@spendius,
Um, I see my sarcasm has fallen on deaf ears. What I tried to say was this.
Scientists are one of two things.
A naturally evolved animal. A jumped up monkey whose qualifications to pontificate about Life, the Universe and Everything are, relatively speaking, only few notches up from the ant. If we were ants and we were discussing likely existence of the owner of the garden in which your colony was sited, what would you say?
Or some kind of demi-god who, unlike the ant and the monkey, is fitted with an app called the soul which gives him special qualifications to pontificate about the truths of the universe. Since the scientists deny the soul, they are the first: left scratching themselves and pontificating on the nature of bananas. No Apple jokes please.
Doesn't anyone interested in philosophy have a satirical sense of humor: particular about the Douglas Adams comic scale of it all? I personally find it hilarious. I guess Hawking must have lost his sense of humor to make the Philosophy is Dead remark. He did have a sense of humor once. He was lecturing to a class in the days he could just about speak naturally. They were discussing the boundary of the universe. Because he was hard to hear, a student at the board was relaying his stuff and demonstrating with a plastic cylinder. Suddenly, Hawking said "You have got it (the cylinder) upside down". The student blushed and hastily reversed it and Hawking cackled.

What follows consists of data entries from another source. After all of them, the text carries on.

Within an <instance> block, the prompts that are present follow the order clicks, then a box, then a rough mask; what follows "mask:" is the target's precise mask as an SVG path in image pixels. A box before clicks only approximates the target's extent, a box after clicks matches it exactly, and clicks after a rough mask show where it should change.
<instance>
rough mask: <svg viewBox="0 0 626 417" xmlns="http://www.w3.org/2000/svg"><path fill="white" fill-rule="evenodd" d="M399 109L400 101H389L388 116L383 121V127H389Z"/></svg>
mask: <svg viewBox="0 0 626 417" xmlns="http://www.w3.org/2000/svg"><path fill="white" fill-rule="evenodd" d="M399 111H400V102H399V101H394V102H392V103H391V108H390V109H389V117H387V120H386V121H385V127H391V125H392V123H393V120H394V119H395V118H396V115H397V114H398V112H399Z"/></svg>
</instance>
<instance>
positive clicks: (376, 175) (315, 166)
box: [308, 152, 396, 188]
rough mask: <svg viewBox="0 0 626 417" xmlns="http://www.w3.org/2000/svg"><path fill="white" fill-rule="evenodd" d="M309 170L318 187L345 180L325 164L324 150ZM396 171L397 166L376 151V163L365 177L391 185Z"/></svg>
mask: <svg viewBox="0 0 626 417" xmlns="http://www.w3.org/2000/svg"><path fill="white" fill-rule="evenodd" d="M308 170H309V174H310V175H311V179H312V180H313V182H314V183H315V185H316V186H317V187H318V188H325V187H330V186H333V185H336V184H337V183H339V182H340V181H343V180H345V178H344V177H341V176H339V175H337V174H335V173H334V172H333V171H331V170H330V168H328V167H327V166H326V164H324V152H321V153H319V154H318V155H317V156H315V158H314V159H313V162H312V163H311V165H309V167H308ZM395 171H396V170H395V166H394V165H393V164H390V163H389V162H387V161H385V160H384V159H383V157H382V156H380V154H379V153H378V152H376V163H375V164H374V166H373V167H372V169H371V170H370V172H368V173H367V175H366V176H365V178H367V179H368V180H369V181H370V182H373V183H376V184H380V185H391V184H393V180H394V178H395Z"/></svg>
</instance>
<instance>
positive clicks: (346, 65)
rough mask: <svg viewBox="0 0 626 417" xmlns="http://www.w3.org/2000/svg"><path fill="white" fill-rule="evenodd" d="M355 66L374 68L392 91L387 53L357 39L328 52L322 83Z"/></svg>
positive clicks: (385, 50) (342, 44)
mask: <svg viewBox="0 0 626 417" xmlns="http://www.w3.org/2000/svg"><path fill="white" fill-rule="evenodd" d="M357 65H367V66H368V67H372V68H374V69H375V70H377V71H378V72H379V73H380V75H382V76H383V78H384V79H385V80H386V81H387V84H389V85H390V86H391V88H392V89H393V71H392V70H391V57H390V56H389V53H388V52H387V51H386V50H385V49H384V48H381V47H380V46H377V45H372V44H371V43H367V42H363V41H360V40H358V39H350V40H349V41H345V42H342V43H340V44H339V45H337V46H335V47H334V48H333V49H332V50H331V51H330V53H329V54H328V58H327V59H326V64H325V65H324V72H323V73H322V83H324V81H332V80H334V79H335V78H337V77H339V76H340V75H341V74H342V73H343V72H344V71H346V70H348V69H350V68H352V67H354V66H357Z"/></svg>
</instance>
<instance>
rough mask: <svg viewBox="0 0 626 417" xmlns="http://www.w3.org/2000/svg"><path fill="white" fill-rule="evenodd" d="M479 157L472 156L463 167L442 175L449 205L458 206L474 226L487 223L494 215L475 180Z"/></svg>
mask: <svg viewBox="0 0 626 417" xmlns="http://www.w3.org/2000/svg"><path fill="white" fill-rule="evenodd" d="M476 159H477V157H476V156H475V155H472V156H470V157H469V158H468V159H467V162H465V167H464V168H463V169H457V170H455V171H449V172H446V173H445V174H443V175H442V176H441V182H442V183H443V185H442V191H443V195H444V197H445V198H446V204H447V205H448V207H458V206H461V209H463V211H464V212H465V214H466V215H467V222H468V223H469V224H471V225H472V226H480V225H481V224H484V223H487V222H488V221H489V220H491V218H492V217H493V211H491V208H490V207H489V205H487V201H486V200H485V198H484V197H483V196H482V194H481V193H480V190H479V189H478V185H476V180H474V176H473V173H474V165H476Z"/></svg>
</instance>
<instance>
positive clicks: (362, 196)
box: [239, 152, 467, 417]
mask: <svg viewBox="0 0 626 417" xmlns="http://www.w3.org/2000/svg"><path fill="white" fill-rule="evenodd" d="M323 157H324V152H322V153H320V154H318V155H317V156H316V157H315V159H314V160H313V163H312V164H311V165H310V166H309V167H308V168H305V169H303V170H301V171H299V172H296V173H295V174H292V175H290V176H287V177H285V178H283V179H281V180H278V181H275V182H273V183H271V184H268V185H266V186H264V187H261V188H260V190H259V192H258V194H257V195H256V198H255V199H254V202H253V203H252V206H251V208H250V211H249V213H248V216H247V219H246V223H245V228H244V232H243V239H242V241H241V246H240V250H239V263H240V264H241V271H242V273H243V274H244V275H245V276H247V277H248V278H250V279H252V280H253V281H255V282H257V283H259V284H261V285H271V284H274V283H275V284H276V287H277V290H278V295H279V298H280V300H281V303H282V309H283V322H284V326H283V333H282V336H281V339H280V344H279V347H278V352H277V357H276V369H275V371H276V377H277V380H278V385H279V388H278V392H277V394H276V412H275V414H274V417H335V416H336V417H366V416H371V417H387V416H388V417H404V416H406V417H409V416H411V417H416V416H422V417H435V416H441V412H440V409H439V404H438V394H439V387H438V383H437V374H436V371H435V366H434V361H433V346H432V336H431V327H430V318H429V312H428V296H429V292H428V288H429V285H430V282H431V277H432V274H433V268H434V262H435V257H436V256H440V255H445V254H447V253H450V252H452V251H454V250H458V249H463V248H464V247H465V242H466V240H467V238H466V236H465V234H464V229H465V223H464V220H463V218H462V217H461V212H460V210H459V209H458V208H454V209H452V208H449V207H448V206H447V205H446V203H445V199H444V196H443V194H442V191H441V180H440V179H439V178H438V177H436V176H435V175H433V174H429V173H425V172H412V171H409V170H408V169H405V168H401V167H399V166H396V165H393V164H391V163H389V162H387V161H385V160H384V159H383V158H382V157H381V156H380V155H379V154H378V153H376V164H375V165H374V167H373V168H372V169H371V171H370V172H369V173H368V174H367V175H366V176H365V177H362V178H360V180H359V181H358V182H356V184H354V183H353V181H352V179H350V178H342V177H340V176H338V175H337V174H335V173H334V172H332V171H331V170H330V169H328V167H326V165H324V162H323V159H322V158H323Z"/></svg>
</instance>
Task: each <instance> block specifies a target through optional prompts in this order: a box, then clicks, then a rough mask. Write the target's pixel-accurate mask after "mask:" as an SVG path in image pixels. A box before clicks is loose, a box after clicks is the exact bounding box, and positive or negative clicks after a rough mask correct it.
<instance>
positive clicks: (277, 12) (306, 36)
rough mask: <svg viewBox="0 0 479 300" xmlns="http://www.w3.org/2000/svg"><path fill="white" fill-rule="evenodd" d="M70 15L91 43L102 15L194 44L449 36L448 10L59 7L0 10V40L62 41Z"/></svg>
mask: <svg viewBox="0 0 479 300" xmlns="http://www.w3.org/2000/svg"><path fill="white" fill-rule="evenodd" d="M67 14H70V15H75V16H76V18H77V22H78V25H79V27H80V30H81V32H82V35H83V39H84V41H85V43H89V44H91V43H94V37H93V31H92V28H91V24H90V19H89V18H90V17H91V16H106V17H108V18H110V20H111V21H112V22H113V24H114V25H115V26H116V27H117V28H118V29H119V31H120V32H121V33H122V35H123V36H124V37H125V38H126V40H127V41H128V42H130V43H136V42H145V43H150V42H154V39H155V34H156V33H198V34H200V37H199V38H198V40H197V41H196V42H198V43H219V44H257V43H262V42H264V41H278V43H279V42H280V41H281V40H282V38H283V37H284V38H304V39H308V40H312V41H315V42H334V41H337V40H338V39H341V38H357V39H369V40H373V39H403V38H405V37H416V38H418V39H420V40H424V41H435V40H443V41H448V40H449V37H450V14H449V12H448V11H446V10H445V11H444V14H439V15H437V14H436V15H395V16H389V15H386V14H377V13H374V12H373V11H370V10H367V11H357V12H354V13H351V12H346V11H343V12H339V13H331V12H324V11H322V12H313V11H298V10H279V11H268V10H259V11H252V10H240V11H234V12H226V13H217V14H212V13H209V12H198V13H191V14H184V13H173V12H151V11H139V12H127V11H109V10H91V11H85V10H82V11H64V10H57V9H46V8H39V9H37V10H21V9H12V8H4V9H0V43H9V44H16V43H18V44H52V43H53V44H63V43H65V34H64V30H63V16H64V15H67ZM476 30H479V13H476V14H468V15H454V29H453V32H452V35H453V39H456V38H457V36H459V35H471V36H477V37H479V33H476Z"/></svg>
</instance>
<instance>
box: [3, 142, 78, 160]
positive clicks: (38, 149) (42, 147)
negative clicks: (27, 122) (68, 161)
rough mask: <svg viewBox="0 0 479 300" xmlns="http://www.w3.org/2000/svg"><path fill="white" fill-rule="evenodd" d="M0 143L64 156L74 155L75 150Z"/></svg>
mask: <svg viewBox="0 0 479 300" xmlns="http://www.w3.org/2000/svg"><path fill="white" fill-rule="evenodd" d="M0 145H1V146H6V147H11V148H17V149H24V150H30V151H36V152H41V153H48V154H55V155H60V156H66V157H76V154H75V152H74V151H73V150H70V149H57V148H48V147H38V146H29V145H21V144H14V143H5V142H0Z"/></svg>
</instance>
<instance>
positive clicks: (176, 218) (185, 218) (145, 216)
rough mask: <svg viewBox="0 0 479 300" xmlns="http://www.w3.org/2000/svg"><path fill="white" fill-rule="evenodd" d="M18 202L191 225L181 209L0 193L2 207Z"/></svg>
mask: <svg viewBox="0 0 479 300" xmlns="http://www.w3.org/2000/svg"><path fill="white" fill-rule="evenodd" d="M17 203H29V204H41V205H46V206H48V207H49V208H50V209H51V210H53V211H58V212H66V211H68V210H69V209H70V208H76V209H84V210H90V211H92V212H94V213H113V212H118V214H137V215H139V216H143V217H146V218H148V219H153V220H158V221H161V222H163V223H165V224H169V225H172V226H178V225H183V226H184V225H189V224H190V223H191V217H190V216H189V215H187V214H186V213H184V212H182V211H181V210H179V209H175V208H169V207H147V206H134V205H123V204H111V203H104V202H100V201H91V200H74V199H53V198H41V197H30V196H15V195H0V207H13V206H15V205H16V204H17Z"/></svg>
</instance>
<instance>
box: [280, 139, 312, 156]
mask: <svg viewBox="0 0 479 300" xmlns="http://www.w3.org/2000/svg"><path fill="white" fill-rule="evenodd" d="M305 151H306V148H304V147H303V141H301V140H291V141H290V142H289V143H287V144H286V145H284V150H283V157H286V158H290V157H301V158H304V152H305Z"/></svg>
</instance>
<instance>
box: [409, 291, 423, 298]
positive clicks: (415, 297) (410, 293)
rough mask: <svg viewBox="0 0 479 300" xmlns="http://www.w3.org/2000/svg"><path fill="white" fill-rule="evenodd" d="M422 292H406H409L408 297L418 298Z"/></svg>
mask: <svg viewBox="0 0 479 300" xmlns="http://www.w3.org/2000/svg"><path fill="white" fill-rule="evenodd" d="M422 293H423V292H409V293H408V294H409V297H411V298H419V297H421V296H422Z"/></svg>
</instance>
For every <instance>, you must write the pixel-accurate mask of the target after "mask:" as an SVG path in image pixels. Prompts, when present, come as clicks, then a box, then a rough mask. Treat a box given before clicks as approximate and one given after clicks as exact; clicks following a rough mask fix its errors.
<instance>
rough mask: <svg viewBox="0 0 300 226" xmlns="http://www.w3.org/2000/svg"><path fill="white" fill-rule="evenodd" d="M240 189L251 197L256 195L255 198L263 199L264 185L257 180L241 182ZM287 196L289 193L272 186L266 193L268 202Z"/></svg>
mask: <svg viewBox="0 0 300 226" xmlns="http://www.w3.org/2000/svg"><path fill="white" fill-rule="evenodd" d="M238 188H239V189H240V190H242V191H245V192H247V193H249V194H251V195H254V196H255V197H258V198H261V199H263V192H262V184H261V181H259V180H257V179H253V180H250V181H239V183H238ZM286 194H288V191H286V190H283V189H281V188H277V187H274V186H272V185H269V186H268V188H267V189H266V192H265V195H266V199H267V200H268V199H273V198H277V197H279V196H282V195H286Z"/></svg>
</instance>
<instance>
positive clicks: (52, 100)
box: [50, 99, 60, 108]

I wonder how Einstein would have reacted to such an arrogant and blinkered remark. He said that if you want to make your kids more intelligent, tell them fairy tales. Nature is a master illusionist. Hawking is like an adult with pre-conceived ideas at a conjuring show being deceived by its sleight of hand and keeping his eyes fixed on the Hat. Without open-minded childish wonder and curiosity, he is never going to spot the Rabbit.